Allah Subhanahu wa Ta’ala telah berevolusi akan memerangi orang-orang yang tidak menuruti perintah-Nya untuk meninggalkan riba, dan belum pernah Allah menantang perang kecuali pada pelaku riba. sebagaimana firman-Nya dalam Al Qur’an surah Al-Baqarah: 279
“Maka jika kamu tidak mengerjakan (meninggalkan sisa riba), maka umumkanlah dari Allah dan Rasulnya.
Tetapi jika kamu bertaubat, maka kamu berhak atas pokok hartamu
. zalim (merugikan) dan tidak dizalimi (dirugikan)”.

Dampak buruk dari diberlakukannya riba, dinyatakan Rasulullah Shallallahu ‘Alaihi Wasallam dalam sabdanya:
“Satu dirham yang dimakan oleh seseorang dari transaksi riba sedangkan dia mengetahui, lebih besar dosanya daripada melakukan perbuatan zina sebanyak 36 kali”.
(HR. Ahmad dan Al Baihaqi dalam Syu ‘abul Iman).Dalam
hadist lain disebutkan bahwa
Rasulullah Shallallahu ‘Alaihi Wasallam juga pernah berlibur:
“Riba itu ada 73 pintu (dosa).
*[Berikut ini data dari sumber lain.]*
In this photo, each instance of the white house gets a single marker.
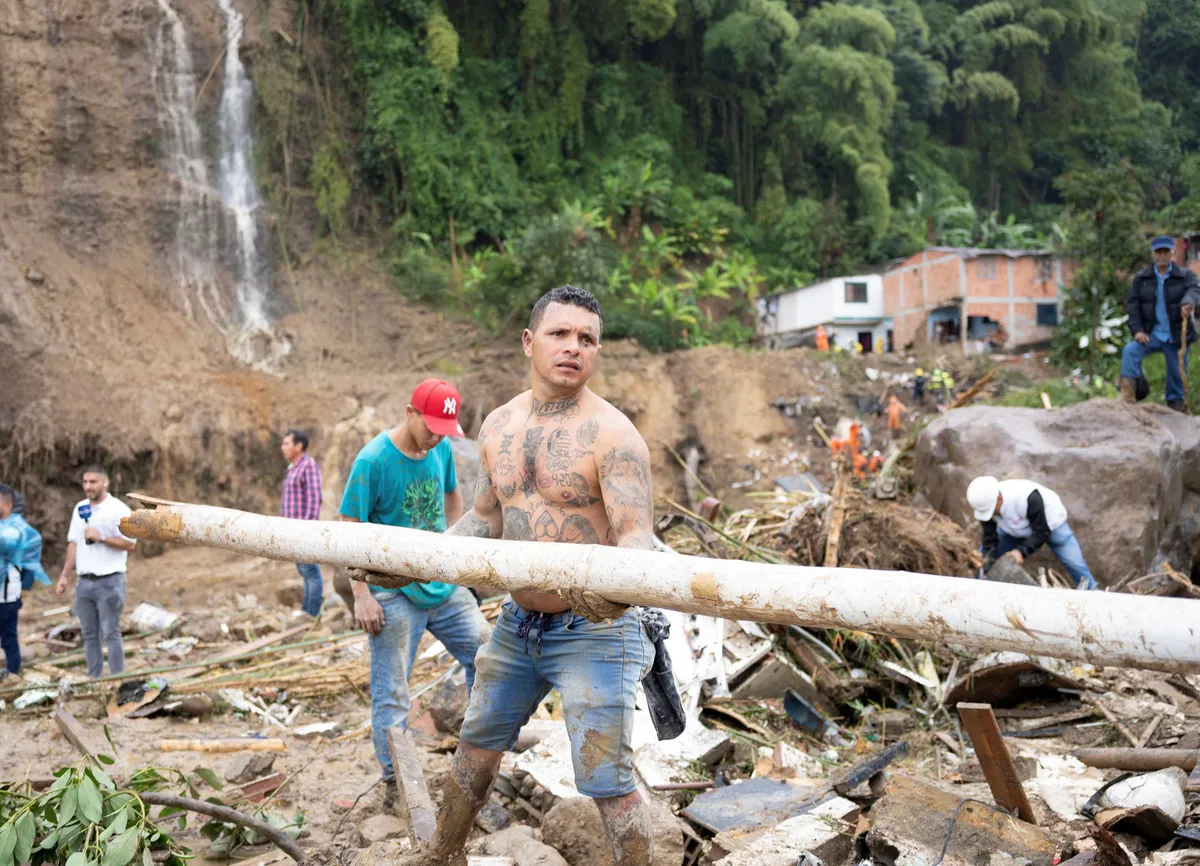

Yang paling ringan adalah semisal dosa seseorang yang menzinai ibu kandungnya sendiri.

Sedangkan riba yang paling besar adalah apabila seseorang melanggar kehormatan saudaranya”.
(HR: Al Hakim dan Al Baihaqi dalam Syu’abul Iman)
. Ta’ala, sebagaimana Rasulullah Shallallahu ‘Alaihi Wasallam berpindah:
“Apabila telah marak perzinaan dan praktek ribawi di suatu negeri, maka sungguh penduduk negeri tersebut telah menghalalkan diri mereka untuk di adzab oleh Allah”.
(HR. Al Hakim. Beliau mengatakan bahwa sanad hadits ini shahih).
Lalu, betapa kita hidup tanpa riba?
Rasulullah Shalallahu ‘Alaihi Wasallam merindukan:
“Akan datang suatu zaman dimana manusia memakan riba, dan yang tidak memakannya, mereka terkena debunya”.
(HR. Ahmad dan An-Nasa`i).

Islam adalah solusinya

Reliatas banyaknya umat terjerat rentenir tak bisa dipandang sebelah mata, karena ribawi keuangan ini akan berpengaruh pada perekonomian negara dan secara signifikan akan membangkrutkan atau akan membuat ekonomi negara runtuh, dan ini terjadi di setiap negara kapitalis.
Langkah-langkah penanganan yang masif terkait maraknya praktik ribawi ini sangat dibutuhkan.
Publik sesungguhnya sangat membutuhkan kehadiran sistem Islam.

Sistem Islam akan mendidik umatnya, menjadi pribadi-pribadi yang qana’ah (merasa cukup), dan menjauhi diri dari jiwa serakah serta panjang angan-angan.
Sedangkan untuk keperluan bisnis, Islam juga sudah membuka jalan melalui hukum-hukum syirkah. Sistem usaha yang diajarkan Islam adalah riil, mengendapkan usaha dan kerja keras, dan bukan iming-iming atau jualan mimpi.

Hanya sistem Islam yang mampu menghentikan pilar ekonomi berbasis riba dan yang akan mengedukasi masyarakat agar tidak dekat dengan riba, menutup semua aktivitas ribawi dan mengelola semua kekayaan negara sehingga mensejahterakan rakyat. Negara yang sesuai dan bisa menerapkan aturan-aturan Islam secara kaffah (menyeluruh) dan menetapkan syariah itu adalah Negara Islam.